Another Word For It Patrick Durusau on Topic Maps and Semantic Diversity

November 18, 2011

Identifying duplicate content using statistically improbable phrases

Filed under: Duplicates,Statistically Improbable Phrases (SIPs) — Patrick Durusau @ 9:38 pm

Identifying duplicate content using statistically improbable phrases by Mounir Errami, Zhaohui Sun, Angela C. George, Tara C. Long, Michael A. Skinner, Jonathan D. Wren and Harold R. Garner.

Abstract:

Motivation: Document similarity metrics such as PubMed’s ‘Find related articles’ feature, which have been primarily used to identify studies with similar topics, can now also be used to detect duplicated or potentially plagiarized papers within literature reference databases. However, the CPU-intensive nature of document comparison has limited MEDLINE text similarity studies to the comparison of abstracts, which constitute only a small fraction of a publication’s total text. Extending searches to include text archived by online search engines would drastically increase comparison ability. For large-scale studies, submitting short phrases encased in direct quotes to search engines for exact matches would be optimal for both individual queries and programmatic interfaces. We have derived a method of analyzing statistically improbable phrases (SIPs) for assistance in identifying duplicate content.

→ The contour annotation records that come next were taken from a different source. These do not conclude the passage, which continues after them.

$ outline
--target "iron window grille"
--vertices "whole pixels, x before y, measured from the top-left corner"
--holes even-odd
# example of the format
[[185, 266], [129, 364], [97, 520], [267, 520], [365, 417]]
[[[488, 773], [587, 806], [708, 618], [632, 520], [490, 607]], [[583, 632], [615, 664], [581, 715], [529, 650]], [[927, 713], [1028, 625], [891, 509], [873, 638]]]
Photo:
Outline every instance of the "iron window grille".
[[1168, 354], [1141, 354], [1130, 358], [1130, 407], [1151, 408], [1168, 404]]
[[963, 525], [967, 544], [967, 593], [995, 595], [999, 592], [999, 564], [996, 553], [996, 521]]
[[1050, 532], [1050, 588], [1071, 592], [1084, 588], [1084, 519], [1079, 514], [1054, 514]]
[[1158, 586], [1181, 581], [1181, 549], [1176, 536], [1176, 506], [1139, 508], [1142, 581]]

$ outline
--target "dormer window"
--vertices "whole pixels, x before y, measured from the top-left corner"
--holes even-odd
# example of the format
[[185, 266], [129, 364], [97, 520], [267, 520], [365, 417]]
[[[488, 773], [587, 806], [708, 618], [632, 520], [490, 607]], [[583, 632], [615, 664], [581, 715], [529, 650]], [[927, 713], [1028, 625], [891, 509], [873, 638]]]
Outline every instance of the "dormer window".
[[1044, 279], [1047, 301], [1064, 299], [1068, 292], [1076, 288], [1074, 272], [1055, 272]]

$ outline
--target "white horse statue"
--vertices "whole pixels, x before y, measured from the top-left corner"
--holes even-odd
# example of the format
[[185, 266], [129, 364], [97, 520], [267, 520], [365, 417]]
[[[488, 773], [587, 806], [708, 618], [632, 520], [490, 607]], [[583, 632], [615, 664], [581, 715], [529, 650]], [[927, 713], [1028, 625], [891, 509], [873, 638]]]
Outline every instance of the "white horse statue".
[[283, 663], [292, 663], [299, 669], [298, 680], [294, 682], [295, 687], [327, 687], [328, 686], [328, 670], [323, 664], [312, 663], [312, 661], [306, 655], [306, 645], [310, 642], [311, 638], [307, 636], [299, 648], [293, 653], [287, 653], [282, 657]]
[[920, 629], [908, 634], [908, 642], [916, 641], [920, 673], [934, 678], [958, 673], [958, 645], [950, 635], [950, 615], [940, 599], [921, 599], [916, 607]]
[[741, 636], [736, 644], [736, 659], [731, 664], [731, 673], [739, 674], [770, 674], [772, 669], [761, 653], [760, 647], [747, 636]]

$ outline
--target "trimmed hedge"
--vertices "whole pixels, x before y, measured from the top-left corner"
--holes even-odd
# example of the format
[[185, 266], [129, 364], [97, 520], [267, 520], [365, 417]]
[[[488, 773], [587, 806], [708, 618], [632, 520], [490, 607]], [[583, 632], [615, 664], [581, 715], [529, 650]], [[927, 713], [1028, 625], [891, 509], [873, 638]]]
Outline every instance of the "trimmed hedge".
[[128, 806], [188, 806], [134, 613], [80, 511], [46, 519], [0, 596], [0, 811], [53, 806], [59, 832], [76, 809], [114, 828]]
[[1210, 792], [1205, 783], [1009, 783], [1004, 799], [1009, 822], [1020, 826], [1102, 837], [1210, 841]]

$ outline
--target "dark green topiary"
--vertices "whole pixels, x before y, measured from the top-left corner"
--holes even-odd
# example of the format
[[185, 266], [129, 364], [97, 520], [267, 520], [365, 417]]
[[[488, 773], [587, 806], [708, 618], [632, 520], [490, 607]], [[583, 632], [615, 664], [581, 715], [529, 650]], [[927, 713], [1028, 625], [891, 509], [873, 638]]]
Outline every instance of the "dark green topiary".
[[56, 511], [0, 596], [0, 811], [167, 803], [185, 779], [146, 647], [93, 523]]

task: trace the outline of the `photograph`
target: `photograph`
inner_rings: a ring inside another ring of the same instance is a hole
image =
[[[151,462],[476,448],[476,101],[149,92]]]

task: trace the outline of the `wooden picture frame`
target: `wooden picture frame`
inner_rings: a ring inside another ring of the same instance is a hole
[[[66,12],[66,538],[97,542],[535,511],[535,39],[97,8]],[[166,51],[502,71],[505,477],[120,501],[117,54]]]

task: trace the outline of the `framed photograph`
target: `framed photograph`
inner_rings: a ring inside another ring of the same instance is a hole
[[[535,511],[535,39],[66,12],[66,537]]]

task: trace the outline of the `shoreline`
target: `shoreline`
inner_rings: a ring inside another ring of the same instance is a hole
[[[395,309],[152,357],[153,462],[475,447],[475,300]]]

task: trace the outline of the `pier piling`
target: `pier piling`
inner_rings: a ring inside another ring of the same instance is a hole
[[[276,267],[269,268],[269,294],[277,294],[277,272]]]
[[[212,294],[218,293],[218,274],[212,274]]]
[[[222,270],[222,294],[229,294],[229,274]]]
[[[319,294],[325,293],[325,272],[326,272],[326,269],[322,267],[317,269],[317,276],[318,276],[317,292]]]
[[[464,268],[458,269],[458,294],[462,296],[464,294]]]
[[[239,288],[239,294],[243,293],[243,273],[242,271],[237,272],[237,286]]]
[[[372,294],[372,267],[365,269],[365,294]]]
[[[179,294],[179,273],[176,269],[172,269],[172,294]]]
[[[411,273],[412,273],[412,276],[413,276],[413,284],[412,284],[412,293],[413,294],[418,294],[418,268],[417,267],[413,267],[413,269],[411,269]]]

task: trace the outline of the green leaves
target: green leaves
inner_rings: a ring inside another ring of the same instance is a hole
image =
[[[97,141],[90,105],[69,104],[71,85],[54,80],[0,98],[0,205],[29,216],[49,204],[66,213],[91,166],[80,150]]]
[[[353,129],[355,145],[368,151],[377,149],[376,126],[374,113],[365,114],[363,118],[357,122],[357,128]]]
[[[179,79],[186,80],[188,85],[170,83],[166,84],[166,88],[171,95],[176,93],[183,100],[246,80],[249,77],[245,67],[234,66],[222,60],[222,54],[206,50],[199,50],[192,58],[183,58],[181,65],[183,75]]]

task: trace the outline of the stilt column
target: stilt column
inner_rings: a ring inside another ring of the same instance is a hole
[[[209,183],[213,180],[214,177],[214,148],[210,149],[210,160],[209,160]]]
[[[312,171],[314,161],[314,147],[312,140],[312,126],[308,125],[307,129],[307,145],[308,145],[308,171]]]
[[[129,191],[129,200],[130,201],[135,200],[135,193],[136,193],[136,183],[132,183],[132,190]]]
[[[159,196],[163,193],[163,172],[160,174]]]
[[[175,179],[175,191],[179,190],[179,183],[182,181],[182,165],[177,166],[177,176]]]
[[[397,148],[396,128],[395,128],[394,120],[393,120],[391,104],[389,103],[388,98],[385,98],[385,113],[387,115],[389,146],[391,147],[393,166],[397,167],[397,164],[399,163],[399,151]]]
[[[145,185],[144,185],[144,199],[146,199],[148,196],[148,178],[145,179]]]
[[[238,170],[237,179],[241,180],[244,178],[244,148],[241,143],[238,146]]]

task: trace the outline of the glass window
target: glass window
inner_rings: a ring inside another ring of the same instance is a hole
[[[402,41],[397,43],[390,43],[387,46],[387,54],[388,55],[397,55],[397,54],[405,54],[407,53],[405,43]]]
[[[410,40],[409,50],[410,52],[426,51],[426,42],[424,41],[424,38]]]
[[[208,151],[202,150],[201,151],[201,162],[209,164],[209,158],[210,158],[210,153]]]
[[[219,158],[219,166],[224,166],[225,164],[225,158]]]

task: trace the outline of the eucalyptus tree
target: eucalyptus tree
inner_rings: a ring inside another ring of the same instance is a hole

Results: When applied to MEDLINE citations, this method substantially improves upon previous algorithms in the detection of duplication citations, yielding a precision and recall of 78.9% (versus 50.3% for eTBLAST) and 99.6% (versus 99.8% for eTBLAST), respectively.

Availability: Similar citations identified by this work are freely accessible in the Déjà vu database, under the SIP discovery method category at http://dejavu.vbi.vt.edu/dejavu/

I ran across this article today while looking for other material on the Déjà vu database.

Why should Amazon have all the fun? 😉

Depending on the breath of the search, I can imagine creating graphs of search data that display more than one SIP per article, allowing researchers to choose paths through the literature. Well, that is beyond what the authors intend here but adaptation of their work to search and refinement of research data seems like a natural extension.

And depending how now finely data from sensors or other automatic sources was segmented, it isn’t hard to imagine something similar for sensor data. Not really plagiarism but duplication that might warrant further investigation.